On the night of the Passover in Egypt, God once again provides a sacrifice in place of the firstborn son. When the Israelites sacrificed the paschal lamb and marked its blood on their doors, the Lord spared the firstborn sons of the Israelites when the destroying angel passed by, killing the firstborn sons of the Egyptian people and livestock. The day following the night of their departure from Egypt, the Lord spoke to Moses, telling him, “Consecrate to me every first-born that opens the womb among the Israelites, both of man and beast, for it belongs to me.” (Exod 13:1). From then on in the Mosaic Law, the firstborn male of all the livestock was to be sacrificed to the Lord, while every firstborn son would be redeemed with an animal sacrifice, because this was the cost for the Lord to bring Israel out of slavery.

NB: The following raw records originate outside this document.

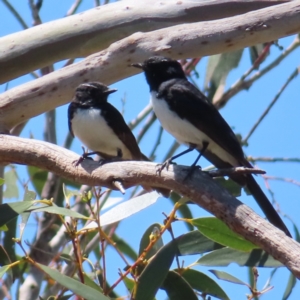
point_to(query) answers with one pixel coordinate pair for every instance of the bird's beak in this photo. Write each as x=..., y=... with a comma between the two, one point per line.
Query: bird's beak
x=138, y=65
x=110, y=91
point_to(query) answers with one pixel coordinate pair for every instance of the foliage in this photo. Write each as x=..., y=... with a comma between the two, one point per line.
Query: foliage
x=78, y=225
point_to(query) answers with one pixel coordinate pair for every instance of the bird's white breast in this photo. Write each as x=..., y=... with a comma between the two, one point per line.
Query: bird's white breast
x=184, y=131
x=92, y=130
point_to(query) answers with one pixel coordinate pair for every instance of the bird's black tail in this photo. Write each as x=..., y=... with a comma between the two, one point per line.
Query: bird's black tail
x=265, y=204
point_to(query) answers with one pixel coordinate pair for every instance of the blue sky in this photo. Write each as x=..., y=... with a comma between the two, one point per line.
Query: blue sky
x=277, y=136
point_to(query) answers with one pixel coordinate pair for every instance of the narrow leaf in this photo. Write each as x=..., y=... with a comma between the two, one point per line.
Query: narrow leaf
x=9, y=211
x=38, y=178
x=177, y=288
x=201, y=282
x=195, y=242
x=150, y=231
x=125, y=209
x=11, y=187
x=124, y=247
x=227, y=277
x=184, y=211
x=59, y=211
x=219, y=232
x=4, y=270
x=289, y=288
x=28, y=196
x=226, y=256
x=155, y=273
x=75, y=286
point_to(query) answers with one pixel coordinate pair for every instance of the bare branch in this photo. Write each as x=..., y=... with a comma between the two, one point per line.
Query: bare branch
x=113, y=64
x=201, y=189
x=273, y=159
x=95, y=29
x=237, y=170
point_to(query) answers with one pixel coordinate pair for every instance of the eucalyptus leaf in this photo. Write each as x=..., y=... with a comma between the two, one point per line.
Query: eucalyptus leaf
x=203, y=283
x=218, y=231
x=75, y=286
x=228, y=277
x=155, y=272
x=177, y=288
x=226, y=256
x=125, y=210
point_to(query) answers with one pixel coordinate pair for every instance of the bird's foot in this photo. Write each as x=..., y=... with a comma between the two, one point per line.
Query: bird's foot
x=166, y=164
x=191, y=170
x=77, y=162
x=85, y=155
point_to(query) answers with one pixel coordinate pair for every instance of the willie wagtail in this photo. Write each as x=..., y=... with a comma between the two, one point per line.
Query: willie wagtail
x=193, y=120
x=101, y=127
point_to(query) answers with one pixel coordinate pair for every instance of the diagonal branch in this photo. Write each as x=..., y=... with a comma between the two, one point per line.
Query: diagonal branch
x=201, y=189
x=95, y=29
x=113, y=64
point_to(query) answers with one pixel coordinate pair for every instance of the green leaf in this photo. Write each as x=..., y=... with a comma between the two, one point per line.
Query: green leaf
x=155, y=272
x=153, y=229
x=28, y=196
x=124, y=247
x=4, y=270
x=11, y=187
x=226, y=256
x=91, y=283
x=125, y=209
x=219, y=232
x=59, y=211
x=75, y=286
x=129, y=283
x=195, y=242
x=289, y=288
x=38, y=178
x=184, y=211
x=177, y=287
x=227, y=277
x=3, y=228
x=201, y=282
x=9, y=211
x=218, y=68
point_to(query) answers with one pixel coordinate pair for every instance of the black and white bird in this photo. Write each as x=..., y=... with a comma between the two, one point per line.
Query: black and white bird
x=101, y=127
x=186, y=113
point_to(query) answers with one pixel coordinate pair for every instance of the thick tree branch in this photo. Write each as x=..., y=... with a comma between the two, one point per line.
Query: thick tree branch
x=113, y=64
x=201, y=189
x=94, y=30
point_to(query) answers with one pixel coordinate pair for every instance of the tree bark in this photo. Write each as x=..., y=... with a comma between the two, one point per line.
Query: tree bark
x=95, y=29
x=113, y=64
x=201, y=189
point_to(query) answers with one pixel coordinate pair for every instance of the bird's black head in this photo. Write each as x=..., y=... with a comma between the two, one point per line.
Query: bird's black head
x=91, y=93
x=159, y=69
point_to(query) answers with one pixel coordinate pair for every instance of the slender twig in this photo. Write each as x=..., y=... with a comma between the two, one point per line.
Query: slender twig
x=273, y=159
x=172, y=150
x=140, y=117
x=50, y=130
x=290, y=180
x=15, y=13
x=149, y=122
x=35, y=13
x=245, y=84
x=73, y=8
x=290, y=78
x=157, y=143
x=237, y=170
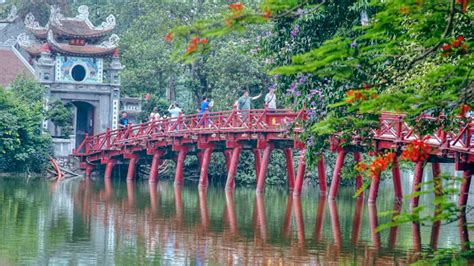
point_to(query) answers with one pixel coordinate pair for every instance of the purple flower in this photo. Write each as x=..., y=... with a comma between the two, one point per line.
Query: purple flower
x=295, y=31
x=302, y=80
x=354, y=44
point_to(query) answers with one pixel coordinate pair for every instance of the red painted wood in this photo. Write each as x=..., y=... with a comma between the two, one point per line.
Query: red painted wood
x=359, y=180
x=108, y=168
x=155, y=163
x=131, y=168
x=417, y=179
x=323, y=184
x=234, y=161
x=397, y=183
x=179, y=175
x=374, y=189
x=464, y=190
x=337, y=174
x=289, y=168
x=300, y=174
x=264, y=167
x=203, y=178
x=258, y=161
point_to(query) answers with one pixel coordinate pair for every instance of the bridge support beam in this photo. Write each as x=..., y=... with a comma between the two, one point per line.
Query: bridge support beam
x=397, y=183
x=374, y=189
x=258, y=161
x=337, y=174
x=179, y=175
x=359, y=180
x=132, y=163
x=464, y=190
x=300, y=174
x=234, y=161
x=267, y=152
x=155, y=163
x=227, y=156
x=203, y=178
x=109, y=166
x=323, y=185
x=416, y=184
x=289, y=168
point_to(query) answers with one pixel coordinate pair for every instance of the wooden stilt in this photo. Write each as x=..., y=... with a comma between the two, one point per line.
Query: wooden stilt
x=397, y=183
x=289, y=168
x=323, y=185
x=263, y=168
x=203, y=178
x=234, y=162
x=337, y=174
x=300, y=174
x=416, y=187
x=179, y=175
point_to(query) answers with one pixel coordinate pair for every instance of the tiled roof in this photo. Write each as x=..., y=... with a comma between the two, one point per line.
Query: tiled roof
x=11, y=65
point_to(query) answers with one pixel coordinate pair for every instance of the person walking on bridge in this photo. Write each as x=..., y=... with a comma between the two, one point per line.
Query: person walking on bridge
x=244, y=104
x=270, y=99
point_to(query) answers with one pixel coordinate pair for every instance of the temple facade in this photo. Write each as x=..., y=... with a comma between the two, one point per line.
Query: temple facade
x=78, y=63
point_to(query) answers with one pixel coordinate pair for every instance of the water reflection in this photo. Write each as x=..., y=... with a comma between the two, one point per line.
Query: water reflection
x=129, y=223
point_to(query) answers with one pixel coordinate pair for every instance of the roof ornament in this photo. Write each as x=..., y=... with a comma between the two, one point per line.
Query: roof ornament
x=12, y=15
x=56, y=16
x=109, y=23
x=24, y=40
x=112, y=42
x=83, y=12
x=30, y=22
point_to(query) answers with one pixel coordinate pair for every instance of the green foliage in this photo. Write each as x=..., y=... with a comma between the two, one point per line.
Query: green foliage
x=23, y=146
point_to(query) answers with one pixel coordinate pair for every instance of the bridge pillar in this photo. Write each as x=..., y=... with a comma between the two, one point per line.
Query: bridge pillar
x=267, y=152
x=300, y=174
x=323, y=185
x=227, y=156
x=234, y=161
x=88, y=170
x=203, y=178
x=179, y=175
x=155, y=163
x=416, y=184
x=132, y=163
x=258, y=161
x=359, y=180
x=374, y=189
x=109, y=167
x=290, y=169
x=464, y=190
x=337, y=174
x=397, y=183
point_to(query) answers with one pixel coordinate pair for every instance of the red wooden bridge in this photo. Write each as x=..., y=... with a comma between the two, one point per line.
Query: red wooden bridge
x=262, y=131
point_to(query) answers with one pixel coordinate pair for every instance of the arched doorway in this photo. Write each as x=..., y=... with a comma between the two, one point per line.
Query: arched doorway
x=84, y=121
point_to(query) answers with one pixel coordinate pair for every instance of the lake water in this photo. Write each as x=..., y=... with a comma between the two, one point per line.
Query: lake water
x=93, y=222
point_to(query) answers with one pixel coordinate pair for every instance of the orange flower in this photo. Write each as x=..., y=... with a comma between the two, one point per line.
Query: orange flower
x=446, y=47
x=404, y=10
x=169, y=37
x=236, y=7
x=416, y=151
x=464, y=109
x=267, y=13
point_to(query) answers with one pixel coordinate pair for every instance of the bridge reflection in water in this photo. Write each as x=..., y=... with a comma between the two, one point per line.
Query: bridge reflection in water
x=150, y=222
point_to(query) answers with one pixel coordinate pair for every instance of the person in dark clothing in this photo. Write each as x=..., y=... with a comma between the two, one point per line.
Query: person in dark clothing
x=123, y=122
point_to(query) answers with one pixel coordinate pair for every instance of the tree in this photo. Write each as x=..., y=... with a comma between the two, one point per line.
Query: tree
x=23, y=145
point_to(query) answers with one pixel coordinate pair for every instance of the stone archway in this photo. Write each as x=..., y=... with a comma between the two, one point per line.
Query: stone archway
x=84, y=120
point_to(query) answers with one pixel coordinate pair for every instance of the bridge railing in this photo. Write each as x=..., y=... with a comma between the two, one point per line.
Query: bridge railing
x=394, y=127
x=209, y=122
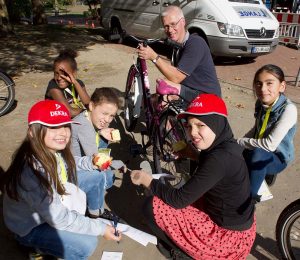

What God did not ultimately demand of Abraham or of the Israelite people, he freely gives in Jesus Christ. When it came to his own Son, God did not stay his hand so that all of us might be redeemed.

Melchizedek the High Priest: The Offering of Bread and Wine

The third instance is the sacrifice of Melchizedek, the high priest who offers bread and wine. Before being renamed Abraham, Abram joined forces with the kings of Sodom and fought a battle to save his nephew, Lot, who had been taken captive. Their victory secured, the kings shared the spoil and celebrated. Seemingly out of nowhere, a priestly king came forward to bless Abram:

“Melchizedek, king of Salem, brought out bread and wine, and being a priest of God Most High, he blessed Abram with these words: ‘Blessed be Abram by God Most High, the creator of heaven and earth; And blessed be God most High, who delivered your foes into your hand.’ Abram gave him a tenth of everything.” (Gen 14:18).

Melchizedek is only mentioned one other time in the Old Testament—he is a priest without lineage shrouded in mystery. In Psalm 110:4, an oracle of the Lord declares, “You are a priest forever, in the order of Melchizedek.” The Letter to the Hebrews (Heb 7 and 5:5-10) applies the psalm to Christ, describing that, like Melchizedek, Christ is a king of peace (salem) who is also a divinely appointed priest, not of priestly Levitical descent. Clement of Alexandria and Cyprian connect the offering of bread and wine by Melchizedek and the Eucharistic sacrifice of Jesus the high priest, which entered into the Roman Canon.

Regular sacrifices of bread and wine continued in the Mosaic Law. In addition to the Passover eaten with unleavened bread, God asked Moses to keep bread and wine on the table in His Dwelling (Exod 25:23-30). The holy bread was placed upon the table every Sabbath as an offering to God and later eaten by the priests (Lev 24:5-9). In his book Jesus and the Last Supper, Brant Pitre explores the Hebrew phrase which refers to this bread, lehem happãnîm (translated as “showbread” in the New American Bible and “bread of the presence” in the Revised Standard Version), noting that a literal translation would be “bread of the face” (Pitre 2015, p 124). The expression pãnîm is used elsewhere in Exodus when “the Lord used to speak to Moses face to face (pãnîm ‘el pãnîm)” (Exod 33:11). This expression could have multiple meanings: the Lord was considered to dwell in a special way in the Temple, and this bread was set before his “face,” being placed in his presence. But in another way, the bread itself was a visible sign of the invisible face of God who dwelt there. Brant Pitre mentions how cakes of bread offered in pagan temples were often stamped with some symbol of the deity (similar to what we do with our hosts today), so that this literal translation of “bread of the face” can help us understand that this bread was a visible sign of the face of God.

In the Eucharist, God is made visible while hiding under the appearance of bread. While the “bread of the face” merely symbolized the presence of God, in the Eucharist, God Himself is truly present under the appearances of the bread and wine offered by the priest who is ordained into the priesthood of Jesus Christ, according to the order of Melchizedek. What an amazing gift! In response, let us worship.